Dieu « veut habiter avec nous, il veut habiter en nous, ne pas rester loin », a insisté le pape en soulignant l’emploi du verbe « habiter » dans le passage de l’Evangile. Et d’interroger : « Et nous, voulons-nous lui faire de la place ? », en invitant à répondre de manière concrète : « Quel est l’espace que je garde uniquement pour moi et où je ne veux pas que Dieu vienne ? » « Soyons sincères, et répondons-y », a-t-il exhorté.
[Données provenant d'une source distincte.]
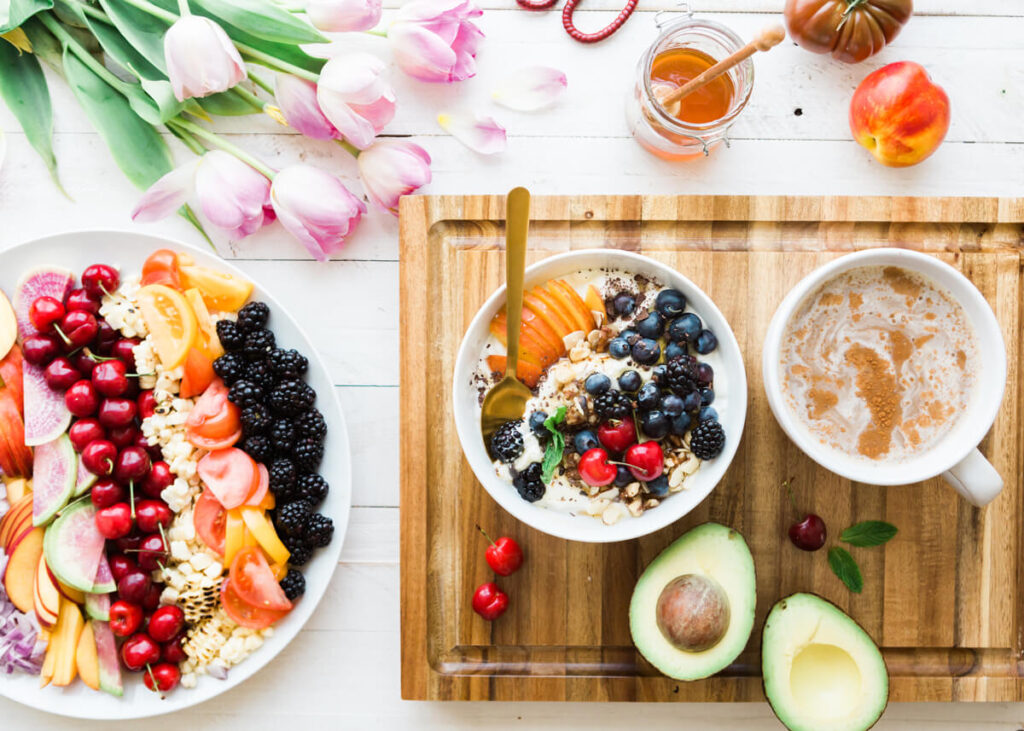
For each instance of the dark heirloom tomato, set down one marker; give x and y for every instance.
(850, 30)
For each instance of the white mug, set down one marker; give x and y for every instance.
(955, 457)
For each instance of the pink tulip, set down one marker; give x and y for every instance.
(344, 15)
(434, 40)
(231, 196)
(201, 58)
(297, 98)
(355, 97)
(315, 208)
(391, 169)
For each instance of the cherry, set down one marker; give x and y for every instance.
(595, 469)
(126, 617)
(166, 622)
(617, 434)
(117, 412)
(79, 328)
(60, 375)
(645, 461)
(107, 492)
(81, 300)
(504, 555)
(162, 677)
(489, 601)
(115, 521)
(98, 457)
(40, 349)
(81, 398)
(138, 651)
(45, 311)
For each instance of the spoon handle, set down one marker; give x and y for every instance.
(516, 223)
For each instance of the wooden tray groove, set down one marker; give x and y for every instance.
(941, 599)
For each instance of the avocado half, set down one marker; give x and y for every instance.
(821, 671)
(717, 561)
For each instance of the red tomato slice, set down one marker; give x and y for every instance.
(228, 473)
(254, 582)
(209, 517)
(244, 613)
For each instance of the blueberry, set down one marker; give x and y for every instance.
(650, 327)
(684, 329)
(672, 404)
(585, 441)
(706, 342)
(630, 381)
(623, 476)
(654, 424)
(671, 303)
(649, 396)
(658, 486)
(619, 348)
(646, 351)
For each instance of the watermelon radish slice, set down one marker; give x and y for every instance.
(110, 665)
(54, 472)
(74, 547)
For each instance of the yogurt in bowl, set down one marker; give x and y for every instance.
(630, 362)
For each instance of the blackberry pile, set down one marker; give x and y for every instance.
(281, 428)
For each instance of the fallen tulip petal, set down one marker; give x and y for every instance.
(530, 89)
(479, 133)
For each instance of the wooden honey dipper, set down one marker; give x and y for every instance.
(766, 40)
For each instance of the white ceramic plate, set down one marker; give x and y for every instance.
(128, 251)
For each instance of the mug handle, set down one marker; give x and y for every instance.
(975, 478)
Paroles du pape François avant l’angelus
Chers frères et sœurs, bonjour !
L’Evangile de la liturgie de ce jour nous offre une très belle phrase, que nous prions souvent à l’Angelus et qui, à elle seule, nous révèle le sens de Noël : « Et le Verbe s’est fait chair, il a habité parmi nous » (Jn 1, 14). Si nous y réfléchissons, ces paroles contiennent un paradoxe. Elles mettent ensemble deux réalités opposées : le Verbe et la chair. « Verbe » indique que Jésus est la Parole éternelle du Père, Parole infinie, qui existe depuis toujours, avant toutes les choses créées ; « chair » indique en revanche précisément notre réalité, réalité créée, fragile, limitée, mortelle. Avant Jésus, c’était deux mondes séparés : le Ciel opposé à la terre, l’infini opposé au fini, l’esprit opposé à la matière. Et il y a une autre opposition dans le Prologue de l’Evangile de Jean, un autre binôme : lumière et ténèbres (cf. v. 5). Jésus est la lumière de Dieu entrée dans les ténèbres du monde. Lumière et ténèbres. Dieu est lumière : en lui, il n’y a pas d’opacité ; en nous, en revanche, il y a beaucoup d’obscurité. Maintenant, avec Jésus, lumière et ténèbres se rencontrent : sainteté et faute, grâce et péché. Jésus, l’incarnation de Jésus est précisément le lieu de la rencontre, de la rencontre entre Dieu et les hommes, la rencontre entre la grâce et le péché.
Que signifie annoncer l’Evangile avec ces polarités ? Quelque chose de splendide : la façon d’agir de Dieu. Face à nos fragilités, le Seigneur ne se dérobe pas. Il ne reste pas dans son éternité bienheureuse et dans sa lumière infinie, mais il se fait proche, il se fait chair, il se plonge dans les ténèbres, il habite des terres qui lui sont étrangères. Et pourquoi Dieu fait-il cela ? Pourquoi descend-il parmi nous ? Il le fait parce qu’il ne se résigne pas au fait que nous puissions nous égarer en allant loin de lui, loin de l’éternité, loin de la lumière. Voilà l’œuvre de Dieu : venir au milieu de nous. Si nous nous considérons indignes, cela ne l’arrête pas, il vient. Si nous le refusons, il ne se lasse pas de nous chercher. Si nous ne sommes pas prêts et bien disposés à l’accueillir, il préfère quand même venir. Et si nous lui fermons la porte à la figure, il attend. Il est vraiment le bon pasteur. Et la plus belle image du bon pasteur ? Le Verbe qui se fait chair pour partager notre vie. Jésus est le bon pasteur qui vient nous chercher là où nous sommes : dans nos problèmes, dans notre misère. C’est là qu’il vient.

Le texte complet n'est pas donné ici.